Core Concepts

This page explains the key concepts and methodologies used in Nenya.

Self-Supervised Learning

Nenya uses self-supervised learning (SSL) techniques to learn representations from satellite imagery without explicit labels. Specifically, it implements contrastive learning approaches:

SimCLR

SimCLR (Simple Framework for Contrastive Learning of Visual Representations) works by:

  1. Taking an input image and creating two augmented views

  2. Passing both through an encoder network to get feature representations

  3. Applying a projection head to map representations to a space where contrastive loss is applied

  4. Training the network to bring positive pairs (augmentations of the same image) closer while pushing negative pairs (augmentations of different images) apart

SupCon

Supervised Contrastive Learning extends SimCLR by allowing the use of label information when available, though Nenya primarily uses the self-supervised approach.

Latent Space

The “latent space” refers to the compact representation of images learned by the model.

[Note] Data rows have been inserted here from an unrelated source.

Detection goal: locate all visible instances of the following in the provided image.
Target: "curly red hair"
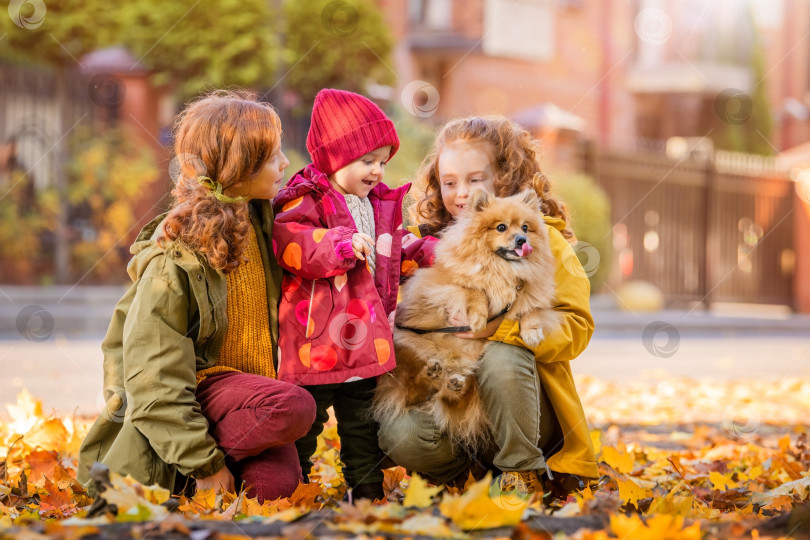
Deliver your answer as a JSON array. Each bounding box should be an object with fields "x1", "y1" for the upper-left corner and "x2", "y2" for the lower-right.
[
  {"x1": 160, "y1": 89, "x2": 282, "y2": 273},
  {"x1": 413, "y1": 115, "x2": 574, "y2": 241}
]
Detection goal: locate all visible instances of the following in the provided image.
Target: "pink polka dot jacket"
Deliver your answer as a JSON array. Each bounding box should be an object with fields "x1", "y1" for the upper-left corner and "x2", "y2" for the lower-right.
[{"x1": 272, "y1": 165, "x2": 436, "y2": 386}]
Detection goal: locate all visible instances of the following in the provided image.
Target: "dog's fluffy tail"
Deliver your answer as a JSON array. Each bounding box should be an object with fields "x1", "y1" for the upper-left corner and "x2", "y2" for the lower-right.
[
  {"x1": 431, "y1": 383, "x2": 494, "y2": 454},
  {"x1": 371, "y1": 373, "x2": 410, "y2": 425}
]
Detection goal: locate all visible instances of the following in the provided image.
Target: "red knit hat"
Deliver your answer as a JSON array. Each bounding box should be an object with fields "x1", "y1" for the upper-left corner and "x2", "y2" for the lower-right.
[{"x1": 306, "y1": 89, "x2": 400, "y2": 175}]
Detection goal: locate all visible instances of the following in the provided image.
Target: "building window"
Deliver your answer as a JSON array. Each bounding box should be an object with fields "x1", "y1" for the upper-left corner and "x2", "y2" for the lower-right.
[
  {"x1": 409, "y1": 0, "x2": 452, "y2": 29},
  {"x1": 482, "y1": 0, "x2": 555, "y2": 60}
]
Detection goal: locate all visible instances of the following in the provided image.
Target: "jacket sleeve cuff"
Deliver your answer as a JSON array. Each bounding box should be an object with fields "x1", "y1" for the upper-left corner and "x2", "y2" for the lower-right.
[
  {"x1": 333, "y1": 227, "x2": 358, "y2": 262},
  {"x1": 489, "y1": 318, "x2": 519, "y2": 343},
  {"x1": 188, "y1": 451, "x2": 226, "y2": 479}
]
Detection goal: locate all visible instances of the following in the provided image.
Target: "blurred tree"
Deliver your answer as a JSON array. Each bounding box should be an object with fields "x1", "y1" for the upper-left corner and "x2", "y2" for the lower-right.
[
  {"x1": 283, "y1": 0, "x2": 395, "y2": 111},
  {"x1": 66, "y1": 127, "x2": 160, "y2": 283},
  {"x1": 0, "y1": 170, "x2": 59, "y2": 284},
  {"x1": 704, "y1": 7, "x2": 774, "y2": 156},
  {"x1": 0, "y1": 0, "x2": 122, "y2": 283},
  {"x1": 118, "y1": 0, "x2": 279, "y2": 99},
  {"x1": 384, "y1": 108, "x2": 436, "y2": 188}
]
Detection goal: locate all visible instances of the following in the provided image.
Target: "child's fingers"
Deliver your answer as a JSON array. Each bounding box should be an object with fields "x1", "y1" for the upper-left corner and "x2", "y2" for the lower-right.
[
  {"x1": 357, "y1": 233, "x2": 374, "y2": 251},
  {"x1": 352, "y1": 233, "x2": 373, "y2": 260},
  {"x1": 351, "y1": 237, "x2": 366, "y2": 260}
]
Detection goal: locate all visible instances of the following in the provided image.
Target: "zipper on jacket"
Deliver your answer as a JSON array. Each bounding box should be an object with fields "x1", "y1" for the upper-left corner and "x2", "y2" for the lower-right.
[{"x1": 305, "y1": 279, "x2": 316, "y2": 338}]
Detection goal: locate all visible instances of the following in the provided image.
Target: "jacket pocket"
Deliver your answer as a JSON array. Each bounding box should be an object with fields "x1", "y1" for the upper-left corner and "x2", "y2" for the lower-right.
[{"x1": 287, "y1": 277, "x2": 334, "y2": 340}]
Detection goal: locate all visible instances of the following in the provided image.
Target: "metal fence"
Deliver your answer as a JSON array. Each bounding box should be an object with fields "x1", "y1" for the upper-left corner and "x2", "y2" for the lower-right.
[
  {"x1": 0, "y1": 61, "x2": 98, "y2": 283},
  {"x1": 588, "y1": 146, "x2": 796, "y2": 307},
  {"x1": 0, "y1": 62, "x2": 96, "y2": 190}
]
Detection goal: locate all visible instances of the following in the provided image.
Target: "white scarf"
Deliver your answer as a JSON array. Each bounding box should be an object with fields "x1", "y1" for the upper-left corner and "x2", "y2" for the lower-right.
[{"x1": 344, "y1": 194, "x2": 376, "y2": 274}]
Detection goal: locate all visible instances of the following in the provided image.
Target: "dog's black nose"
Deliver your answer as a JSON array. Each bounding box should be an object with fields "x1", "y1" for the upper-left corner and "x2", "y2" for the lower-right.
[{"x1": 515, "y1": 235, "x2": 527, "y2": 247}]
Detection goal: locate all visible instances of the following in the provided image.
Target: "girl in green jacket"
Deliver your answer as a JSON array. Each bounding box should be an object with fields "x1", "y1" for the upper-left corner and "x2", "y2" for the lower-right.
[
  {"x1": 378, "y1": 116, "x2": 598, "y2": 500},
  {"x1": 78, "y1": 90, "x2": 316, "y2": 503}
]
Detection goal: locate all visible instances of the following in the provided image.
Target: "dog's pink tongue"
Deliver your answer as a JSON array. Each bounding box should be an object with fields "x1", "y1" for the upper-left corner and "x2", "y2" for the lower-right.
[{"x1": 519, "y1": 243, "x2": 533, "y2": 257}]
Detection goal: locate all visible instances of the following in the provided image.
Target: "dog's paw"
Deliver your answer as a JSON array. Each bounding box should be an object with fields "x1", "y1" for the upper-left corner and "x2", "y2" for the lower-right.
[
  {"x1": 446, "y1": 374, "x2": 467, "y2": 393},
  {"x1": 426, "y1": 359, "x2": 443, "y2": 378},
  {"x1": 466, "y1": 312, "x2": 488, "y2": 333},
  {"x1": 520, "y1": 326, "x2": 544, "y2": 348}
]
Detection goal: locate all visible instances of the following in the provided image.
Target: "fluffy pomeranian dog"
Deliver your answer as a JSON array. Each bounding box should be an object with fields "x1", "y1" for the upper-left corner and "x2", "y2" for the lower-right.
[{"x1": 372, "y1": 189, "x2": 560, "y2": 452}]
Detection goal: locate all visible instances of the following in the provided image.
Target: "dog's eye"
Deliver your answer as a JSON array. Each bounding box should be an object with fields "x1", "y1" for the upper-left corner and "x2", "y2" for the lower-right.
[
  {"x1": 496, "y1": 224, "x2": 507, "y2": 232},
  {"x1": 522, "y1": 224, "x2": 529, "y2": 233}
]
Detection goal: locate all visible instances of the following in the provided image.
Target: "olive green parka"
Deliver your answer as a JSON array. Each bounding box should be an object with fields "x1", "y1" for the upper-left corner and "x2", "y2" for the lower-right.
[{"x1": 77, "y1": 200, "x2": 283, "y2": 492}]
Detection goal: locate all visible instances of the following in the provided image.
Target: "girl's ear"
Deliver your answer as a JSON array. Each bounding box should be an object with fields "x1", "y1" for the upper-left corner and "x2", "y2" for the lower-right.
[{"x1": 471, "y1": 189, "x2": 491, "y2": 212}]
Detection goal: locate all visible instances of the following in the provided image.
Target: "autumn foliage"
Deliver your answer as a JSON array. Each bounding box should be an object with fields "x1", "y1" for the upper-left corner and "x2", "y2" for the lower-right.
[{"x1": 1, "y1": 379, "x2": 809, "y2": 538}]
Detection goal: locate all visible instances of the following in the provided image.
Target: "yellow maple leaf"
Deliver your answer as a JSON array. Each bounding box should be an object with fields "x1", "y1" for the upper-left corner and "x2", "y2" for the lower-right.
[
  {"x1": 761, "y1": 495, "x2": 794, "y2": 512},
  {"x1": 439, "y1": 473, "x2": 529, "y2": 530},
  {"x1": 615, "y1": 476, "x2": 653, "y2": 509},
  {"x1": 611, "y1": 513, "x2": 701, "y2": 540},
  {"x1": 5, "y1": 390, "x2": 43, "y2": 436},
  {"x1": 397, "y1": 514, "x2": 458, "y2": 537},
  {"x1": 192, "y1": 487, "x2": 217, "y2": 510},
  {"x1": 753, "y1": 476, "x2": 810, "y2": 504},
  {"x1": 403, "y1": 474, "x2": 442, "y2": 508},
  {"x1": 778, "y1": 434, "x2": 791, "y2": 452},
  {"x1": 602, "y1": 445, "x2": 635, "y2": 474},
  {"x1": 101, "y1": 474, "x2": 168, "y2": 520},
  {"x1": 142, "y1": 484, "x2": 171, "y2": 505},
  {"x1": 709, "y1": 471, "x2": 739, "y2": 491},
  {"x1": 645, "y1": 484, "x2": 693, "y2": 517}
]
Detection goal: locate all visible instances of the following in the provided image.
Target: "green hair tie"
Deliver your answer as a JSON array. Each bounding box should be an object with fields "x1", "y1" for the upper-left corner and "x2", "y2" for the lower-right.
[{"x1": 196, "y1": 176, "x2": 249, "y2": 204}]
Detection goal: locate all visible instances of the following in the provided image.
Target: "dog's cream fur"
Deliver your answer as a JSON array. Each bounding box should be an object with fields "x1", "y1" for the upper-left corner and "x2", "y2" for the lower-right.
[{"x1": 372, "y1": 190, "x2": 560, "y2": 451}]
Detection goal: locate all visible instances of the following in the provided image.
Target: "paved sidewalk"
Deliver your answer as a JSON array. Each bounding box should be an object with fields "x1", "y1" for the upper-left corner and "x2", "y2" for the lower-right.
[
  {"x1": 1, "y1": 333, "x2": 808, "y2": 417},
  {"x1": 2, "y1": 287, "x2": 808, "y2": 339},
  {"x1": 1, "y1": 287, "x2": 808, "y2": 416}
]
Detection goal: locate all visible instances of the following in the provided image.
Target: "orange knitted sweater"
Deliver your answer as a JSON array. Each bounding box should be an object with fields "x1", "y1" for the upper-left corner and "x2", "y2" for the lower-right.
[{"x1": 196, "y1": 225, "x2": 276, "y2": 384}]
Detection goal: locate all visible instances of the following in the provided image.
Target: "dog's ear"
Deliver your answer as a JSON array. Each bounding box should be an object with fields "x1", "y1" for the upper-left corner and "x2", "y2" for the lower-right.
[
  {"x1": 520, "y1": 189, "x2": 540, "y2": 210},
  {"x1": 471, "y1": 189, "x2": 491, "y2": 212}
]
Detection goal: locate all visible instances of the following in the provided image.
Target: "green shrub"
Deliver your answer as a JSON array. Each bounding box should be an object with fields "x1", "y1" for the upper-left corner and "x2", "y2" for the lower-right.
[
  {"x1": 551, "y1": 173, "x2": 612, "y2": 293},
  {"x1": 66, "y1": 128, "x2": 160, "y2": 283},
  {"x1": 384, "y1": 107, "x2": 436, "y2": 188}
]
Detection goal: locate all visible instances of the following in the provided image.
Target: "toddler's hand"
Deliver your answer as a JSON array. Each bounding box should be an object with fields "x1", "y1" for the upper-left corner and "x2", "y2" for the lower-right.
[{"x1": 351, "y1": 233, "x2": 374, "y2": 260}]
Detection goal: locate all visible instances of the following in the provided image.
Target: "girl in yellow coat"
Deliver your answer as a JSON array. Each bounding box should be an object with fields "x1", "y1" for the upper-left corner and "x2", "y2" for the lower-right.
[{"x1": 377, "y1": 115, "x2": 597, "y2": 497}]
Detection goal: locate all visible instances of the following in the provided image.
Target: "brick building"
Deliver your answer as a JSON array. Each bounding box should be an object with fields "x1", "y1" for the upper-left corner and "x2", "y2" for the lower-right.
[{"x1": 379, "y1": 0, "x2": 810, "y2": 155}]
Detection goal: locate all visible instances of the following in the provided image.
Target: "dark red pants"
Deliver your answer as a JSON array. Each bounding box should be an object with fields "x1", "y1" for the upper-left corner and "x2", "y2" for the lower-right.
[{"x1": 196, "y1": 371, "x2": 317, "y2": 502}]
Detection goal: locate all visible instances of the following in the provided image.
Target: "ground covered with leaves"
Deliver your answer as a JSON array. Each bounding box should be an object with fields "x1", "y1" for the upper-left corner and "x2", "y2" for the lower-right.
[{"x1": 1, "y1": 377, "x2": 809, "y2": 539}]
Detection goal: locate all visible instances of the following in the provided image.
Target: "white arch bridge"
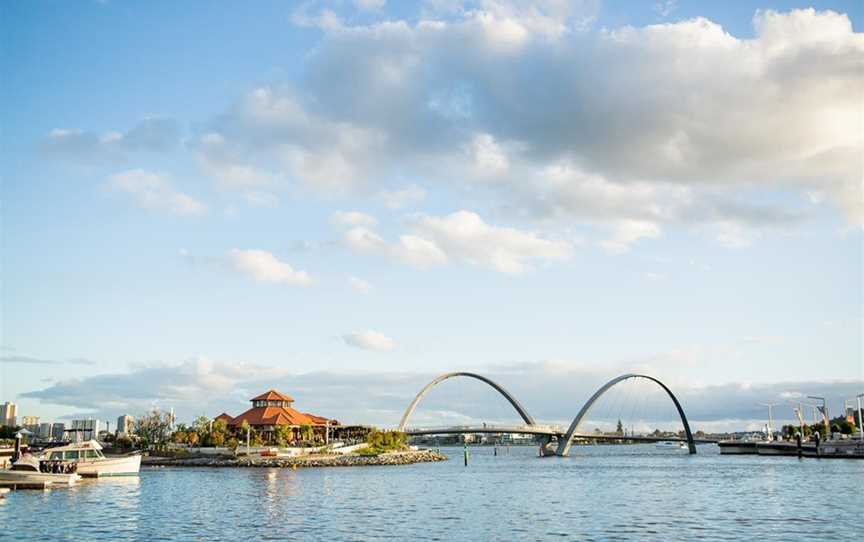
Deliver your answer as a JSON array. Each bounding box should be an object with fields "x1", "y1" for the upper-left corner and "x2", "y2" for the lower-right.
[{"x1": 397, "y1": 372, "x2": 717, "y2": 456}]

In Nenya:

  • Images are encoded into a feature vector (typically 128 or 512 dimensions)

  • These vectors capture meaningful patterns and structures in the data

  • Similar ocean features should have similar latent representations

UMAP Dimensionality Reduction

Uniform Manifold Approximation and Projection (UMAP) is used to reduce the high-dimensional latent space to 2D for visualization:

  • UMAP preserves both local and global structure of the data

  • The 2D coordinates (U0, U1) allow for visual exploration of the latent space

  • Points close in the UMAP visualization represent similar ocean patterns

DT (Temperature Difference)

DT is a key metric in Nenya representing the temperature difference within an image:

  • Calculated as the difference between the 90th and 10th percentile temperatures in the image

  • Reflects the temperature gradient or contrast in the oceanic region

  • Higher DT values typically indicate boundaries between water masses or frontal regions

Data Preprocessing

Before training or inference, images undergo several preprocessing steps:

  • Rotation: Random rotations for data augmentation

  • Flipping: Random horizontal and vertical flips

  • Jitter and Crop: Random spatial jittering and cropping

  • Normalization: Demeaning the image (subtracting the mean)

Data Organization

Nenya organizes data in several formats:

  • HDF5 files: Store preprocessed images and extracted latent vectors

  • Parquet tables: Store metadata and UMAP coordinates for efficient querying

Visualization Portal

The interactive portal provides tools for exploring the latent space:

  • UMAP Plot: Shows the 2D embedding of all images

  • Image Gallery: Displays actual images corresponding to points in the UMAP space

  • Geographic View: Shows the geographic distribution of selected points

  • Matching: Finds similar images based on proximity in latent space

Models

Nenya includes several pre-trained models:

  • v4: MODIS imagery model (earlier version)

  • v5: MODIS imagery model (improved version)

  • viirs_v1: VIIRS imagery model

  • LLC: MIT General Circulation Model imagery

  • CF: Cloud-free specific model

Each model has been trained on specific satellite datasets and may be specialized for different oceanic phenomena.